| Article ID | Journal | Published Year | Pages | File Type |
|---|---|---|---|---|
| 2820833 | Genomics | 2013 | 9 Pages |
•Promoters 1 and 2 are used by SHP-1 to transcribe seven mRNAs in epithelial cancer cells.•SHP-1 transcripts include 5 coding and 2 noncoding transcripts.•Wild-type or lacking exon 3 transcripts use either promoter 1 or 2.•Transcripts lacking exons 3 and 4 use only promoter 1 and have increased phosphatase activity.•Endogenous SHP-1 proteins corresponding to the variant mRNA are found in epithelial cancer cells.

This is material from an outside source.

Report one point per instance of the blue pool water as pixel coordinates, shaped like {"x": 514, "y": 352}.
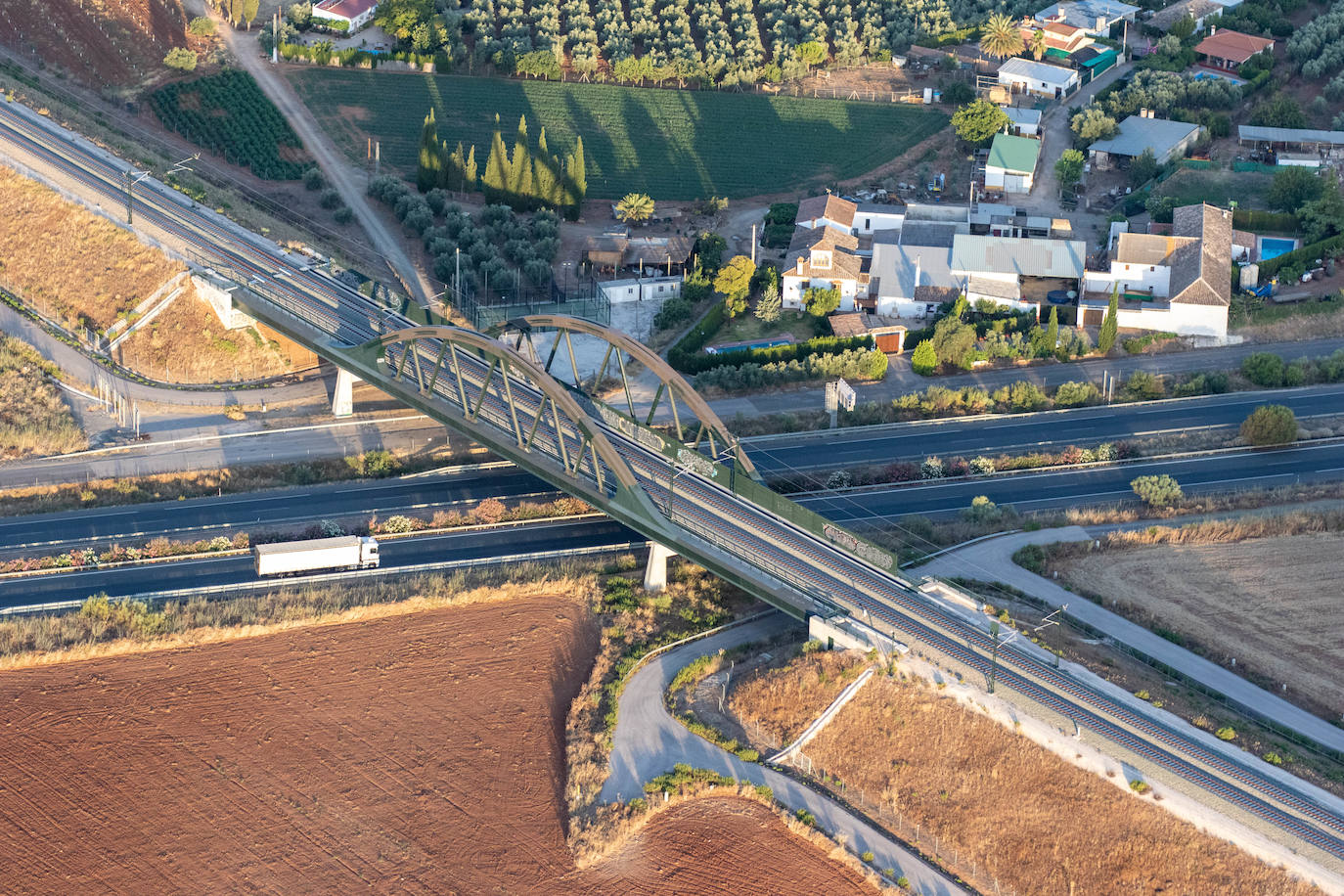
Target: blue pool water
{"x": 1272, "y": 247}
{"x": 768, "y": 342}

We identified 7 SHP-1 (PTPN6) transcripts using epithelial cancer-derived cell lines. Four were shown to utilize the epithelial promoter 1 to transcribe a full-length, a partial (exon 3) or complete (exons 3 & 4) deletion of the N-SH2 domain, and also a non-coding transcript having a stop codon caused by a frame shift due to intron 2 retention. Three additional transcripts were shown to utilize the hematopoietic promoter 2 to transcribe a full-length, a partial (exon 3) deletion of the N-SH2 domain and a non-coding transcript with intron 2 retention. We show that endogenous proteins corresponding to the open-reading-frame (ORF) transcripts are produced. Using GST-fusion proteins we show that each product of the ORF SHP-1 transcripts has phosphatase activity and isoforms with an N-SH2 deletion have increased phosphatase activity and novel protein–protein interactions. This study is the first to document utilization of promoter 2 by SHP-1 transcripts and a noncoding transcript in human epithelial cells.